According to myth, the city was founded when Kadmos sowed dragon’s teeth into the ground and warriors sprang forth, ready not only to build the fledgling city but to defend it from all-comers. It was Hercules’ birthplace and the home of the Sphinx, whose riddle Oedipus solved, winning the Theban crown and the king’s widow in marriage, little knowing that the widow was his mother, Jocasta.
The city’s history is every bit as rich as its mythic origins, from siding with the Persian invaders when their emperor, Xerxes, set out to conquer Aegean Greece, to siding with Sparta – like Thebes an oligarchy – to defeat Pericles’ democratic Athens, to being utterly destroyed on the orders of Alexander the Great.

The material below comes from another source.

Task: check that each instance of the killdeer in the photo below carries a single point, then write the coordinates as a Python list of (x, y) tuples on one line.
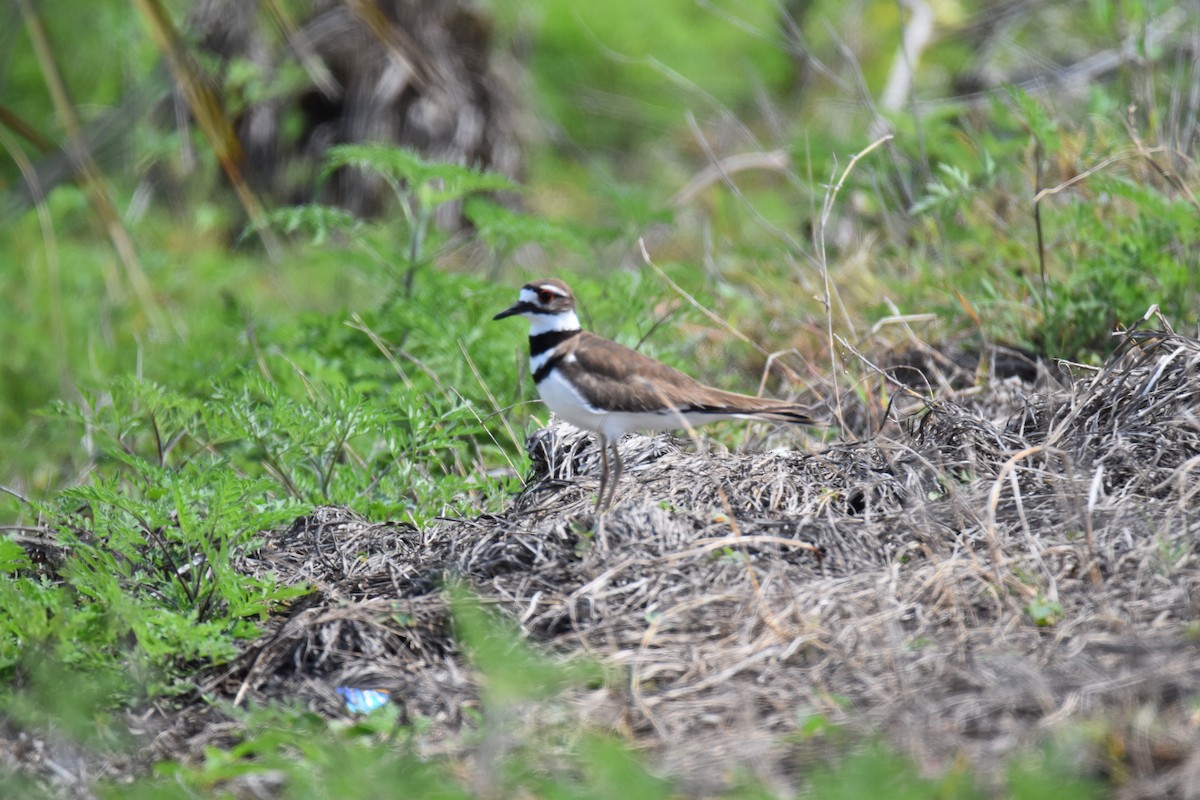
[(611, 390)]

In Thebes: The Forgotten City of Ancient Greece, the acclaimed classical historian Paul Cartledge brings the city vividly to life, and argues that it is central to our understanding of the ancient Greeks’ achievements – whether politically or culturally – and thus to our own culture and civilization.
PUBLISHERS WEEKLY
Historian Cartledge (Democracy: A Life) explores the mythic origins and enduring legacy of the ancient Greek city of Thebes in this comprehensive account. Though frequently overshadowed by rival city-states Athens and Sparta, Thebes played an integral role in the achievements and culture of ancient Greece, according to Cartledge, who brings the city back to life through the myths of Oedipus and Heracles, the dramas of Pindar and Sophocles, and the histories of Herodotus, Thucydides, Xenophon, and Plutarch. Cartledge also notes that, though Thebes committed the treacherous act of "medism" by siding with Persia in its invasion of Greece in 480 BCE, Theban soldiers fought alongside the Spartan army at the Battle of Thermopylae. Liberated from Athenian rule by Sparta's victory in the Peloponnesian War, Thebes became the "single greatest power and power broker of mainland Greece" between 371 and 362 BCE, Cartledge writes. Though it was destroyed by Alexander the Great in 335 BCE, Thebes was eventually refounded and flourished in relative peace under Roman, Byzantine, and Ottoman rule. Cartledge concludes with an illustrative rundown of Theban influences on Western culture, including Shakespeare's Hamlet and the theories of Sigmund Freud. Diving deep into centuries' worth of scholarship, Cartledge manages to make the ancient world accessible to modern readers. This deeply informed and richly detailed chronicle restores Thebes to its rightful place in history.